한국   대만   중국   일본 
Art collector and political fundraiser extraordinaire, Alistair McAlpine has died, aged 71 - The Art Newspaper
The Wayback Machine - https://web.archive.org/web/20141111150948/http://www.theartnewspaper.com/articles/-Art-collector-and-political-fundraiser-extraordinaire-Alistair-McAlpine-has-died-aged--/31577
 
 
Obituaries United Kingdom

Art collector and political fundraiser extraordinaire, Alistair McAlpine has died, aged 71

Born in the Dorchester Hotel, which his father owned, Lord McAlpine knew how to enjoy the good things in life and he was a devoted supporter of Margaret Thatcher

Lord McAlpine

Robert Alistair McAlpine, Baron McAlpine of West Green, Hampshire, property developer, art collector and advisor to the late prime minister Margaret Thatcher, died aged 71 on 17 January at his home in Puglia, a converted convent that he ran as a very select and characteristically eccentric hotel. Most guests loved it, but some found the voodoo fetishes in the bedrooms disconcerting.

Lord McAlpine was Treasurer to the Conservative party and raised large sums for Thatcher’s electoral campaigns, for which he was made a life peer in 1984. He was a supporter of the Tate, the Ashmolean Museum in Oxford and the British Museum. His grandfather founded the dynastic McAlpine construction firm, which built London’s 2012 Olympic stadium.
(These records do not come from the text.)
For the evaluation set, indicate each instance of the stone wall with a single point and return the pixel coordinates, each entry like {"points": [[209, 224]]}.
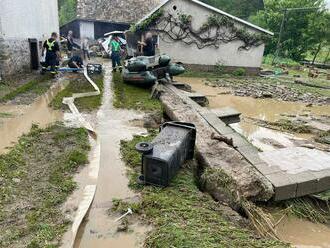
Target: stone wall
{"points": [[14, 56], [124, 11]]}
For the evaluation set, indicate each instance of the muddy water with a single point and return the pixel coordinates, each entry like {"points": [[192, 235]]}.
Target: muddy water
{"points": [[304, 233], [300, 233], [264, 109], [99, 229], [23, 116]]}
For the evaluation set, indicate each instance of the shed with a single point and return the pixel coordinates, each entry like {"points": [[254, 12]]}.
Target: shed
{"points": [[204, 37], [22, 33], [95, 18]]}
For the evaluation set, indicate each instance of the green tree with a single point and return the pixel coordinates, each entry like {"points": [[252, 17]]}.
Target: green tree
{"points": [[67, 10], [296, 36], [240, 8], [318, 33]]}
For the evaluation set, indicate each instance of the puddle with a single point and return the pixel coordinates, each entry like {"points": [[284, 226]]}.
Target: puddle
{"points": [[26, 115], [98, 228], [300, 233], [304, 234], [264, 109]]}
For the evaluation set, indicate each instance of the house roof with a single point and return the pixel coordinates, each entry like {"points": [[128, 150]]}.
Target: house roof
{"points": [[212, 9], [122, 11]]}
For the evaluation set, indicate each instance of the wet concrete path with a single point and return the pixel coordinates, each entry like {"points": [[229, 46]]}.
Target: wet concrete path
{"points": [[99, 229]]}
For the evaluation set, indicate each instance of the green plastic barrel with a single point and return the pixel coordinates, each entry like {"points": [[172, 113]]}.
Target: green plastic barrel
{"points": [[164, 60]]}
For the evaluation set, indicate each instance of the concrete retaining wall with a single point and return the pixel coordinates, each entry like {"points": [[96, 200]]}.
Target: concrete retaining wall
{"points": [[216, 156]]}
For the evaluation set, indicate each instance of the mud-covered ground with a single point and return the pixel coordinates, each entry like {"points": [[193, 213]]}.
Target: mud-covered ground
{"points": [[182, 215], [286, 89], [24, 91], [36, 178]]}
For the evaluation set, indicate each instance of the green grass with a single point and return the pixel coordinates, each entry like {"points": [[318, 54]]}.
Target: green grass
{"points": [[133, 97], [36, 178], [37, 86], [268, 60], [80, 85], [5, 115], [181, 215]]}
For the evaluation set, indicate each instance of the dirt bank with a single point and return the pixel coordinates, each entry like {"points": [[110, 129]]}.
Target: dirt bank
{"points": [[283, 89], [183, 216], [36, 178]]}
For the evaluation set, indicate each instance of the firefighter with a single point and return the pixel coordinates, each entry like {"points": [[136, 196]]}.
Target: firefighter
{"points": [[115, 53], [53, 55]]}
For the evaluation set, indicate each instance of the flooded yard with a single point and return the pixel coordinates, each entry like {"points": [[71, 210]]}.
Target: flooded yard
{"points": [[299, 232], [262, 109]]}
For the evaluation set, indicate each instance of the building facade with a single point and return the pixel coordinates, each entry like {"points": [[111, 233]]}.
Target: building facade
{"points": [[228, 53], [24, 25], [97, 17]]}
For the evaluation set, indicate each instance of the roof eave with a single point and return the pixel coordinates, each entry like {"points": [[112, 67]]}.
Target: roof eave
{"points": [[213, 9]]}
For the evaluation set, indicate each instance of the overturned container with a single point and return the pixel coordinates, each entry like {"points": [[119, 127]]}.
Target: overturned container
{"points": [[163, 157]]}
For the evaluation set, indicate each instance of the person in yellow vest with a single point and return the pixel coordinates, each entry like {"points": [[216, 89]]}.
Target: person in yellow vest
{"points": [[53, 55], [115, 53]]}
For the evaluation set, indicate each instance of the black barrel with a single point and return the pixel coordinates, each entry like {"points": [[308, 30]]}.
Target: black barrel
{"points": [[163, 157]]}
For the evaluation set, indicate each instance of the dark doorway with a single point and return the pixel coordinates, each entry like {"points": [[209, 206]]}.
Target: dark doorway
{"points": [[34, 54]]}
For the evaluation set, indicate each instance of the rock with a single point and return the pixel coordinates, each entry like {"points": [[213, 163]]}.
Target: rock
{"points": [[16, 180], [123, 227]]}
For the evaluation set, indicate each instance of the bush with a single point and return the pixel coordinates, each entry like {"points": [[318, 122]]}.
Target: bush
{"points": [[239, 72], [268, 60]]}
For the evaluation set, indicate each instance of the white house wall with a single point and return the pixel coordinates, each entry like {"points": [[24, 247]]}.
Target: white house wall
{"points": [[87, 30], [21, 20], [227, 54]]}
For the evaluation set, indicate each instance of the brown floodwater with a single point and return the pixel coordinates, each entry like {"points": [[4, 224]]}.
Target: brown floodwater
{"points": [[300, 233], [263, 109], [304, 234], [23, 116], [99, 229]]}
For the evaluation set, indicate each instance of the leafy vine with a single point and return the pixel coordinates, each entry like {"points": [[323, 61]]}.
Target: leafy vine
{"points": [[217, 30]]}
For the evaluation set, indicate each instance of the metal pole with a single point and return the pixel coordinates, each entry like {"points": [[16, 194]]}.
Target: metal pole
{"points": [[286, 11], [280, 36]]}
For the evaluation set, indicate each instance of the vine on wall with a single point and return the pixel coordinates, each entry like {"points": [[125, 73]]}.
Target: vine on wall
{"points": [[215, 31]]}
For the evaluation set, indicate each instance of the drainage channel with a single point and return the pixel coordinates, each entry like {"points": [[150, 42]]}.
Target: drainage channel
{"points": [[25, 115], [99, 229], [299, 232]]}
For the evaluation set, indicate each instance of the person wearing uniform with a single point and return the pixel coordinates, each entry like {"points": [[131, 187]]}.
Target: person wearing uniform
{"points": [[76, 62], [115, 53], [52, 53]]}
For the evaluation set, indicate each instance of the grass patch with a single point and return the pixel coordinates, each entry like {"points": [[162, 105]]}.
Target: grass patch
{"points": [[36, 86], [80, 85], [5, 115], [181, 215], [132, 97], [36, 178]]}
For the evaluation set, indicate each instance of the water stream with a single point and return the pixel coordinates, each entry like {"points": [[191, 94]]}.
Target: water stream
{"points": [[99, 228], [298, 232], [263, 109]]}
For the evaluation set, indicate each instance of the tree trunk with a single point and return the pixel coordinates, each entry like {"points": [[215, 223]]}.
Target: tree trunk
{"points": [[317, 52]]}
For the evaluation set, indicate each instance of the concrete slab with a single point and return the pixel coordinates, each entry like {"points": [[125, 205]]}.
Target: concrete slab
{"points": [[284, 187], [199, 98], [217, 124], [306, 183], [323, 180], [304, 169], [228, 115], [239, 140], [294, 160]]}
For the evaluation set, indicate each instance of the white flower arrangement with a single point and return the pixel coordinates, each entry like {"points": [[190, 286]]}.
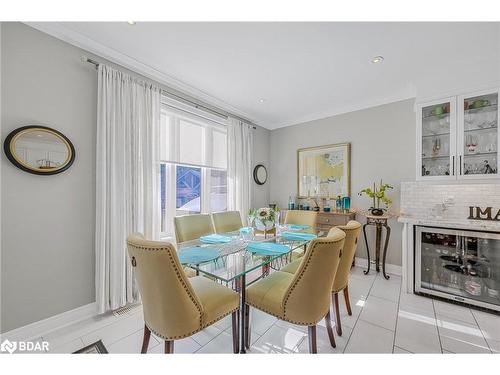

So far as art was concerned, Alistair McAlpine was a marchand-amateur in the sense that he loved the chase and acquisition, would put a whole collection together but then lose interest and be happy to sell, or in the case of his collection of 1960s British abstract sculpture, give it away to the Tate. He would then start on a new collection. He was one of the very few members of the British upper class of the 1970s to be interested in contemporary art. He went to collect antiquities, erotic pictures, ethnographica, textiles, police truncheons and more.

He was tubby, shrewd, intolerant of cant, somewhat ruthless, with superb taste, endless curiosity and a sense of humour. Anna Somers Cocks, founder editor of The Art Newspaper, had lunch with him in 1990 in his Cork Street antiques shop (by appointment only).

The food, sent over as usual from the Gavroche, was served on blue and white porcelain from a Chinese ship wrecked in the 18th century and recently discovered by Captain Hatcher. The cutlery was 17th-century, and the dish was lentils, not easy to eat with a fork that had only two, very long, sharp tines.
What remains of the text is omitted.